Singapore is the EU’s fifth biggest agri-food export market in Asia and the new trade agreement has the further advantage of protecting 138 EU Geographical Indications. The agreement also touches on matters relating to public procurement, competition and sustainable development.
Singapore has embraced the digital industrial transformation over recent years and the country offers opportunities in various industry 4.0 sectors and in sustainable innovation. Outreach campaigns are now essential to ensure that small and medium-sized enterprises can gain maximum benefit from the agreement.
As requested by the European Parliament in its February 2019 resolution, trade and sustainable development are key areas for action during implementation.
The agreement includes very important commitments to pursue ratification of the eight Core Conventions of the International Labour Organisation (ILO), to implement the Paris Agreement on climate change, to conserve and sustainably manage natural resources, as well as contributing to corporate social responsibility and the promotion of vital green technologies.
"The trade agreement will certainly strengthen EU economic relations with Singapore. It should also have a ‘catalytic effect’ on EU-ASEAN relations more widely"
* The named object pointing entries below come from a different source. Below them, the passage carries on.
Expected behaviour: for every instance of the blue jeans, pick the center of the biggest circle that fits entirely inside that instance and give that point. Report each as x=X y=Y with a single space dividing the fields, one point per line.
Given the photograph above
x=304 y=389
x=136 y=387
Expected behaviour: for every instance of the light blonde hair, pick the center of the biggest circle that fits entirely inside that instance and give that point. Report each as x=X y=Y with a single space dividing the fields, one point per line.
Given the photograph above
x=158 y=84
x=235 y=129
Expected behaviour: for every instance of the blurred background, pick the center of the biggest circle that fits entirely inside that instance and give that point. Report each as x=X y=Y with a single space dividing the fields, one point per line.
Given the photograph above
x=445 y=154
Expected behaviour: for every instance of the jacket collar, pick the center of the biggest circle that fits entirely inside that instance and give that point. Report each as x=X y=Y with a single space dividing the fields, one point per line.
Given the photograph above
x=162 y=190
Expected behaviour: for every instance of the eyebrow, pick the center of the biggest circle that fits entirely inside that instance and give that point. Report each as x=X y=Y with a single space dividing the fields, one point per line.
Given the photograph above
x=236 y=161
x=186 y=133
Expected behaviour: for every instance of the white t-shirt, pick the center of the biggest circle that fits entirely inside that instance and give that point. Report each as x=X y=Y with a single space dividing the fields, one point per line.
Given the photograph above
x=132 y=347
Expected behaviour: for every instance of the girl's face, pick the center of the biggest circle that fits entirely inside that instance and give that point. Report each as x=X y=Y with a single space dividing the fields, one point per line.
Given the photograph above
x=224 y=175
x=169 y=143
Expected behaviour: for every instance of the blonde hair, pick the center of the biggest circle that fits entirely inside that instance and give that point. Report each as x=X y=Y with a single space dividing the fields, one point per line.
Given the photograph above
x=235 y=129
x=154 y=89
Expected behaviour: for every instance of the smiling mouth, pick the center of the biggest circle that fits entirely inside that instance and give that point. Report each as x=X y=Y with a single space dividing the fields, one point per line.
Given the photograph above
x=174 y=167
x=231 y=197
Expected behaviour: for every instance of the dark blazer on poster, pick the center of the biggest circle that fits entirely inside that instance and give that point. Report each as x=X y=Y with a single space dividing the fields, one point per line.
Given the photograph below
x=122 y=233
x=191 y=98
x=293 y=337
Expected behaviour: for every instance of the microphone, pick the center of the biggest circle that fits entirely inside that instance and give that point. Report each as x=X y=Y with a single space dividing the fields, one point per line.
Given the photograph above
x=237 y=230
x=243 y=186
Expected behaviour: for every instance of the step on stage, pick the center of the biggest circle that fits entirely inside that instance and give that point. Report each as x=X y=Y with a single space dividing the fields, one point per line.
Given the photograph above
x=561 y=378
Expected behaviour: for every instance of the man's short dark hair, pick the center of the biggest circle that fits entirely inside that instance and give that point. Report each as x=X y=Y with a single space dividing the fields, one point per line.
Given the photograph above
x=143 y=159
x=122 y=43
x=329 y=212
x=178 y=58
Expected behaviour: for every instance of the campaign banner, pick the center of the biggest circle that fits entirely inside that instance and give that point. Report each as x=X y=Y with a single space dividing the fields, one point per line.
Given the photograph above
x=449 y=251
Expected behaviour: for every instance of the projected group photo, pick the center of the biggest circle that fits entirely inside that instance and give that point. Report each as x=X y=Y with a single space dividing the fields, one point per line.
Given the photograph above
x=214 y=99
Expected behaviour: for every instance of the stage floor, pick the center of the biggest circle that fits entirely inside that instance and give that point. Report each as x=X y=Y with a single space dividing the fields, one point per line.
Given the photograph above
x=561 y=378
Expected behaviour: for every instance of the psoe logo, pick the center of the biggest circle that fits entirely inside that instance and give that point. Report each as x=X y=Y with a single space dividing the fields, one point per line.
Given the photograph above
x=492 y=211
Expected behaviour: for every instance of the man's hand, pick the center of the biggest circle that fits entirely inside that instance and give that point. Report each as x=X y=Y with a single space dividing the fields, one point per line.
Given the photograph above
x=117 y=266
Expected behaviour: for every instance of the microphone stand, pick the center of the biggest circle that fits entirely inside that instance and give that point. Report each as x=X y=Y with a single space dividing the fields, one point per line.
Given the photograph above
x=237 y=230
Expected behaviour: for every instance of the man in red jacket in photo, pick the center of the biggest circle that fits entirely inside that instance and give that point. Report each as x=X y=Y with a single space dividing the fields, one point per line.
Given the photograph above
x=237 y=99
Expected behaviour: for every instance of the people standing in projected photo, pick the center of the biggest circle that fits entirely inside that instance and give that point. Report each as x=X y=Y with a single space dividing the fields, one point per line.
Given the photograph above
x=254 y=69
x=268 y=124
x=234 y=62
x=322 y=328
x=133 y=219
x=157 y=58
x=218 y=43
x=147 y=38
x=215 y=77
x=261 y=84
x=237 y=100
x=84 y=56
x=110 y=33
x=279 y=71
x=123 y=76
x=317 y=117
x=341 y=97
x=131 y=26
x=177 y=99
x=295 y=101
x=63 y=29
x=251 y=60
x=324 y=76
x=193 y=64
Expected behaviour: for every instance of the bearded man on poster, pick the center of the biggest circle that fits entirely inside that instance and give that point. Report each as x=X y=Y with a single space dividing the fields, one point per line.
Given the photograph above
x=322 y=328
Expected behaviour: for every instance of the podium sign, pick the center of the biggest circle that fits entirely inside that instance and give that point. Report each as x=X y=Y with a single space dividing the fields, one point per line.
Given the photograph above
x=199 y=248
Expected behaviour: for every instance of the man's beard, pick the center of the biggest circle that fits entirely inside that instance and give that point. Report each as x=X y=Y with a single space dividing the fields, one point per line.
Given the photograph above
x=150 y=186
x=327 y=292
The European Parliament will continue to push the Singaporean government to move towards the ratification of the three missing ILO Core Conventions: freedom of association and protection of the right to organise, discrimination (employment and occupation) and abolition of forced labour.
It is also crucial that we continue looking for ways to increase the enforceability and impact of the Trade and Sustainable Development chapter, particularly in light of the 2017 European Court of Justice’s Opinion on the Singapore trade agreement.
The Court concluded that parties could terminate or suspend the liberalisation provided in the agreement for breaches of labour and environmental provisions. In this context, the European Parliament should, in the interest of businesses, workers and consumers, fully explore the new role of the Chief Trade Enforcement Officer.
In conclusion, Singapore is an important partner who believes in a multilateral rules-based order. One with whom the EU can cooperate in many areas, including sustainability and the digital agenda. The trade agreement will certainly strengthen EU economic relations with Singapore.
It should also have a ‘catalytic effect’ on EU-ASEAN relations more widely. The deal offers numerous opportunities that now have to be used for mutual gains. Singapore is known for taking its international commitments seriously. We therefore expect a full and efficient implementation of the agreement.
The European Parliament will ensure regular follow-up to ensure that this trade agreement truly works for small and medium-sized enterprises and that labour and environmental commitments are translated into practice.